民法の成年年齢の基準は意思能力の有無です。意思能力とは自己の行為の法的な結果を認識・判断できることです(1)。個人が結ぶ約束のうち,守らないと裁判に訴えられてその内容の遂行を求められるものを契約と言います。契約の当事者は契約内容の遂行を求める権利を有し,相手はそれに対応する義務を有します。

商品の購入を契約したら,後で気が変わったなどという理由で反故(ほご)にすることはできません。それができるのは,説明が不十分であったなどと売り手に瑕疵(かし)がある場合だけです。この場合,自由な意思に基づくものではなかったと見なされるため,契約が無効になるのです。

意思能力は,問題となる事柄によって異なるものの,おおよそ7歳から10歳頃に可能になるとされています(2)。しかし,その年齢を過ぎても意思能力はまだ十分でないことから,未成年者が結んだ契約は,理由を問わず,つまり詐欺等の理由がなくても,後で取り消すことができます。自由な意思が契約の前提であり,それができる成人は意思能力があると見なされます。

つまり,7歳から10歳頃には自分の意思で契約を結び始め,20歳の成年までは挑戦や失敗が許されるのです。こうした仕組みは子ども・青年が社会に入るのに練習や訓練の機会を与えるものであり(3),そうした期間が可能となる成年年齢はいまのままでよいと思います。

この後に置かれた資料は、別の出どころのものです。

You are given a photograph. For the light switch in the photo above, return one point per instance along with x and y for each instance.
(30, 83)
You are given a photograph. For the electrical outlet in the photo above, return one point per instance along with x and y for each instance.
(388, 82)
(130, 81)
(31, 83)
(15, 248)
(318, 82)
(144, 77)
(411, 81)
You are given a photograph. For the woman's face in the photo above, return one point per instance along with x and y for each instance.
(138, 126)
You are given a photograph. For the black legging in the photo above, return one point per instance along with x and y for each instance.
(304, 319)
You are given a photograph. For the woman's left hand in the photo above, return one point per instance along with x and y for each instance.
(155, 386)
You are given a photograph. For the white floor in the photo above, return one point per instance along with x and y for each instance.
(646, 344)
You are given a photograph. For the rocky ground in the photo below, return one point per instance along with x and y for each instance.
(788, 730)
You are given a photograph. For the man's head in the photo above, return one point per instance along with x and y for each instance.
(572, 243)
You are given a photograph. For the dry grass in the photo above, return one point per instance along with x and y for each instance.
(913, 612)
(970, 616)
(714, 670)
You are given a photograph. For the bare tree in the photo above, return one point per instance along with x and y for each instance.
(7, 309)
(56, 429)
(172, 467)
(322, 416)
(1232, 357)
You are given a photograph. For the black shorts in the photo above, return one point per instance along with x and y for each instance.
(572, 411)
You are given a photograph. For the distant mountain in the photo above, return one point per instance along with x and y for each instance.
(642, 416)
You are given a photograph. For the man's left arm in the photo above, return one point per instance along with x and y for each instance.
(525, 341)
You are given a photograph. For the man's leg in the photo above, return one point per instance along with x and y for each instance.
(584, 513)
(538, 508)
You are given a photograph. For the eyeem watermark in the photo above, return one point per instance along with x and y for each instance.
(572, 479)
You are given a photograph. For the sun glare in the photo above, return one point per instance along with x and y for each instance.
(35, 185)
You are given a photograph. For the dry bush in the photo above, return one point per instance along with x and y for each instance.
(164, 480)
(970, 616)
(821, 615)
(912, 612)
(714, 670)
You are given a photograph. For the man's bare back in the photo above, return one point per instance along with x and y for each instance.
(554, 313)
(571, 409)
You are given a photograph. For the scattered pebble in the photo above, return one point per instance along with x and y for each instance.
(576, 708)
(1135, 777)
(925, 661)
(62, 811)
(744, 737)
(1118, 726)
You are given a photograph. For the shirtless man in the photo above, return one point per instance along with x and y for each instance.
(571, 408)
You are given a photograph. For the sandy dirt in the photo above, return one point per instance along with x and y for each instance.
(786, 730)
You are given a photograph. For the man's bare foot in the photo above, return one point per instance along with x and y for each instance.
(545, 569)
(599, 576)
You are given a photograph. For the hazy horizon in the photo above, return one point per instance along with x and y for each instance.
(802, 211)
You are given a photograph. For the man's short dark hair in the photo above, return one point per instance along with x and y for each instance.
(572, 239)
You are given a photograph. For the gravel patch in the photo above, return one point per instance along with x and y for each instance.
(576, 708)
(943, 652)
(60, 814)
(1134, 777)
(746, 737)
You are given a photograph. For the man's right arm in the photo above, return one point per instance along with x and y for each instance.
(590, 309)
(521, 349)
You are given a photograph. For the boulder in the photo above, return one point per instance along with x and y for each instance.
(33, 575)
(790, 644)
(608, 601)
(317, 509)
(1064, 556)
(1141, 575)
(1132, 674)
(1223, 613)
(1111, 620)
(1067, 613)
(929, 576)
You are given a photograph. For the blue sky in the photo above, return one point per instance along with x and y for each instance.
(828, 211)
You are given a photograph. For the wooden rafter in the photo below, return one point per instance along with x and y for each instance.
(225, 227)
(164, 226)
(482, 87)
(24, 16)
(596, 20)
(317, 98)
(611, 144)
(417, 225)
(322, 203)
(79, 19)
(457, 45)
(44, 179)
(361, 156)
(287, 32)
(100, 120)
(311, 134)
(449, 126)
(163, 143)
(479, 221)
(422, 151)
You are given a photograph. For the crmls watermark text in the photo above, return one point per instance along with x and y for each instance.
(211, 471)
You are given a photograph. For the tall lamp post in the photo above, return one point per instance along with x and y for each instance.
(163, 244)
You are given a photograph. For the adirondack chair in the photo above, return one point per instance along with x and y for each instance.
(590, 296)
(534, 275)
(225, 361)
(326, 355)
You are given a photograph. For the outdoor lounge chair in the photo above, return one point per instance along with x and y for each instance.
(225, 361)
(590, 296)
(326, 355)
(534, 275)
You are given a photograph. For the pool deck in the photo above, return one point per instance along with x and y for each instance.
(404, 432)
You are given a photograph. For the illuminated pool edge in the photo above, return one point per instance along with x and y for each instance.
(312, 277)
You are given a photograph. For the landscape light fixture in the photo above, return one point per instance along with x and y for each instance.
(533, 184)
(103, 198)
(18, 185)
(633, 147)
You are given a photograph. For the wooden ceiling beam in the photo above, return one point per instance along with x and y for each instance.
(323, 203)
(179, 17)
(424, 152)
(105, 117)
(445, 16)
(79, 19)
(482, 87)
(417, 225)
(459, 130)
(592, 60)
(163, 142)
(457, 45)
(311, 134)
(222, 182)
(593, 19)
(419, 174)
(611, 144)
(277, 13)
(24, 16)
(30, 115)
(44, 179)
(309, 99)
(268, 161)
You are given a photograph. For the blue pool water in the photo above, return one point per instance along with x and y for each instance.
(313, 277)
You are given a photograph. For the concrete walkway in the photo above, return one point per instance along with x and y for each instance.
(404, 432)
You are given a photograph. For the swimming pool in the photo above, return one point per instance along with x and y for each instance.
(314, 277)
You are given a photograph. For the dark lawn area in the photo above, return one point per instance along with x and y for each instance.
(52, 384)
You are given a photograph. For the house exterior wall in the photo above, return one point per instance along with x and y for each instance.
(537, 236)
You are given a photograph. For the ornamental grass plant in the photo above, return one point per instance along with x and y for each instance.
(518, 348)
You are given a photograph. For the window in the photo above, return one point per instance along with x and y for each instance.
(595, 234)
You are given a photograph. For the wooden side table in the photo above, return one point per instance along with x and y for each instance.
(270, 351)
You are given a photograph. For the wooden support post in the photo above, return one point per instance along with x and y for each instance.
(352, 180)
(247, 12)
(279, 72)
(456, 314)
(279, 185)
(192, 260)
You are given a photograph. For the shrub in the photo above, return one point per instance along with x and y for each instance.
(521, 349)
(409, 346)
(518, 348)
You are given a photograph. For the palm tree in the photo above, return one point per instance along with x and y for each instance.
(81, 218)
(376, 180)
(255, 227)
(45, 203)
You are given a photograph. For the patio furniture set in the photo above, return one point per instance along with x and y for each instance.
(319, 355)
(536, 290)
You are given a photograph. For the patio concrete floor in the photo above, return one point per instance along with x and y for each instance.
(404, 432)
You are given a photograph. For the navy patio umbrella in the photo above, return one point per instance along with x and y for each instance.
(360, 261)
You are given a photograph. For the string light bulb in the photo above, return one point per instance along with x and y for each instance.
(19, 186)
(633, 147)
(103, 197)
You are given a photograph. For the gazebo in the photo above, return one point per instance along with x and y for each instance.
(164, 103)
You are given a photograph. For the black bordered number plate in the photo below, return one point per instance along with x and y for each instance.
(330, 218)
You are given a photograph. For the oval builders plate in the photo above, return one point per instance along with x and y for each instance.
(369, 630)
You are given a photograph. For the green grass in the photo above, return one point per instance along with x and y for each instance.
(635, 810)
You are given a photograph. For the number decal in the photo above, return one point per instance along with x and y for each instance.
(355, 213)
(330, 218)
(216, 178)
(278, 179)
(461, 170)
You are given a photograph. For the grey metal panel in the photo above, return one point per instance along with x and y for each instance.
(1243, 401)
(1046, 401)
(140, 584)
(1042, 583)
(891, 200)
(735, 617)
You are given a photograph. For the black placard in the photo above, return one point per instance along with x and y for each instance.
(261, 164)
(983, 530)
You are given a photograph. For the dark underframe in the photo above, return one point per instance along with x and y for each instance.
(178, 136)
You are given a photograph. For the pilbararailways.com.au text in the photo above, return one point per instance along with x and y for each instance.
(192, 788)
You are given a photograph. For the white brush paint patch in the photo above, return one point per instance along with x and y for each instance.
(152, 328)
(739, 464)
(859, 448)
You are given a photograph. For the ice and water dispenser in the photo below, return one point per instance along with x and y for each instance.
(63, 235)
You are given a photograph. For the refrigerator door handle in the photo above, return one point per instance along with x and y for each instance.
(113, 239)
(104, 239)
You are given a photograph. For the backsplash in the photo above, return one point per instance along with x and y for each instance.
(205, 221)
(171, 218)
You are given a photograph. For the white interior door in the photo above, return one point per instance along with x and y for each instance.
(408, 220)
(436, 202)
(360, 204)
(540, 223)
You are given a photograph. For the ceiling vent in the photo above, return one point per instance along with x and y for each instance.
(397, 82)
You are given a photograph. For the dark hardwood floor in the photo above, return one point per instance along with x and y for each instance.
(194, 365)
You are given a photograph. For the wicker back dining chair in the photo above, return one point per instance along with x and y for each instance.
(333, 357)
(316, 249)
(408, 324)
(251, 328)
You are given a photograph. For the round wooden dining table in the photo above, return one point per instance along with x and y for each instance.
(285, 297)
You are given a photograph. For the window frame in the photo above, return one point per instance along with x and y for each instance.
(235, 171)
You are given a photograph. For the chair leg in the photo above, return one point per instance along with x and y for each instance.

――未成年者が完全な契約を結ぶためには,親の同意が必要です。18歳から親の同意なしに契約が結べられた方が自立を早めるのではないでしょうか。

現在の法律では,事業主になったり,結婚したりすれば,みずから完全な契約を結ぶことができます。未成年だからといって契約が結べないわけではないので,その点では実質的な問題はないように思います。

一般の青年が完全な契約を結ぶには親の同意を得られればよいといえます。親にきちんと説明して親の同意を得ることができるようになることは自立にとって大切な一歩であると思います。自立は大人が壁となったり支えとなったりすることで遂行されるものなので,自由になればそれで自立するとは考えられません。

もちろん,自分でできることを親が何でもしてしまうというのでは,いつまでたっても自立できません。したがって,ある程度できるようになったら,一定期間,挑戦と失敗を許す猶予期間をつくり,自分で試すことができるようにすることは,自立を促す仕組みであると思います。